こちらは『男はつらいよ』の渥美清さん。


ご存知、寅さんである。




数多くの映画の中から最新映画『お帰り寅さん』に絞って語ります。


物語は是非ご覧頂いた方が良い内容。


本作は、その後の家族の人間模様に寅さんの回想がマッチして、現在と過去、そして私から感じる点では、令和と昭和を往き来する感じなのです。

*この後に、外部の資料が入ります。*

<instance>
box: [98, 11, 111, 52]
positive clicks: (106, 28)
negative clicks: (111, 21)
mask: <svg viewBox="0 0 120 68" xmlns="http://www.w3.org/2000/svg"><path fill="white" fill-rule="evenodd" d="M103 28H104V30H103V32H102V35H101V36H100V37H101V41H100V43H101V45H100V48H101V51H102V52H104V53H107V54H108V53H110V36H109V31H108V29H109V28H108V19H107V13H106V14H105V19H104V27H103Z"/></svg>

渥美清さんの笑顔に魅せられ、満男の気持ちに入ってしまう。



自身の思い出のアルバムをめくる、そんな気分です。


満男は小説家になり伯父さんを想いながら日常を過ごす。

鑑賞中、泣けて来るのを越えて、放心状態になってしまう。


率直にそう言う映画なのです。


私と赤影の坂口に近いイメージを観た気分で、涙の溢れる作品です。


物語に触れませんが、幼少期から成長期に大きな影響を与える存在は、両親、親戚等、誰しも多かれ少なかれ影響を受けます。

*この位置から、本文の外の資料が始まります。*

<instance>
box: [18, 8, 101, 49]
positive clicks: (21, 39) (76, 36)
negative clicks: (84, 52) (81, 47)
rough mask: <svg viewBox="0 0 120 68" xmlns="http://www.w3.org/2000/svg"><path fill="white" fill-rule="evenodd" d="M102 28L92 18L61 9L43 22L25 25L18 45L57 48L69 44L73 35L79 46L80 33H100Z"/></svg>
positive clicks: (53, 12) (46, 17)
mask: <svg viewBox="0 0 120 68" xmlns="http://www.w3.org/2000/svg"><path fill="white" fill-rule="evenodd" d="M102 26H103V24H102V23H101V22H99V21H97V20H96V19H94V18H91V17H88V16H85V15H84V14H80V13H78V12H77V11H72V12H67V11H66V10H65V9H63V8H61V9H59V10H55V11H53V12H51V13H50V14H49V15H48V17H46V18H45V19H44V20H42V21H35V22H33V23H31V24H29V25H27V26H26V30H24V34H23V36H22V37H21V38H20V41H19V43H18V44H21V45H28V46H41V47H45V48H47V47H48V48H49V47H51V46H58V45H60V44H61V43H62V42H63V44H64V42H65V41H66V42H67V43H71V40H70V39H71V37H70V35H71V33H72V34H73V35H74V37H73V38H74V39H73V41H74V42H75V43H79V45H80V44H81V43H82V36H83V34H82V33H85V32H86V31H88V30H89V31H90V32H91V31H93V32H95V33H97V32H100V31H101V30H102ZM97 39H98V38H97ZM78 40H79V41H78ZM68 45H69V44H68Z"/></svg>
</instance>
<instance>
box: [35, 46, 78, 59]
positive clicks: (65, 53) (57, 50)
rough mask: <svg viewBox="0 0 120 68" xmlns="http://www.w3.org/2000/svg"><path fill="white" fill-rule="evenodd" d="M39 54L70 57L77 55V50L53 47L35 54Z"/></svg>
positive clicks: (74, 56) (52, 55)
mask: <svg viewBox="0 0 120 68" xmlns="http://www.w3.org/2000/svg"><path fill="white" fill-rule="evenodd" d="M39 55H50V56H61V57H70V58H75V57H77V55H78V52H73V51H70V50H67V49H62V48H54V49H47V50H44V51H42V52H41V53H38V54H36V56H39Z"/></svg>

伯父さん寅さんの存在は、そんな迷い人の時代に、『流されずに生きていこうと言う内側の存在に見えます』。


一方の坂口祐三郎の赤影は、正義の為、果敢に挑む勇者の姿を描き、私達の心に希望の灯りを照らすのです。



どちらも人間の成長に無くてはならないものであり、それは両親や周りの理解者の存在に似ているのです。



私や満男の立ち位置は、良き大人の指針を求め、努力と奮闘で、成し遂げる姿を求めていると思うのです。


劇中の渥美清さんと坂口祐三郎は、映画の時代に東映で接点があったと聞いています。


坂口の赤影が1967年に放送をスタートして、瞬く間にテレビスターにかけ上る。





放送は翌1968年に終わりますが、再放送が繰り返し流れ、カラーテレビの躍進を担う旗手になる。

そのテレビが白黒の時代に、渥美清さんは活躍します。

紆余曲折に経て、1968年に公開の映画『喜劇特急列車』で主演を務め、テレビから映画へ舵を切るのです。

しかし制作は東映。



映画の時代劇が低迷し、テレビ放送の獲得に動く東映は映画は主に任侠に絞って制作をするのです。

渥美清さんの喜劇映画はシリーズ化の途中で頓挫。

そのまま、松竹に移動するものの、テレビの『男はつらいよ』(フジテレビ)放送とスケジュールが合わず、フランキー堺さん主演の松竹映画に流れていきます。




フランキー堺さんと親交のあった坂口から当時の映画業界の話を聞いてただけに不思議な気分になるのです。

しかし、渥美さんの『男はつらいよ』はテレビ放送後、松竹の看板映画として復活して前例無き長期シリーズになっていく。



坂口と良く話した時、正直、見えない世界と良く語っていた事を覚えている。

何故なら、その坂口の赤影も放送から54年が過ぎて、Blu-rayリリース。



名作は終わらないと言う事を今更ながら感じた作品だった。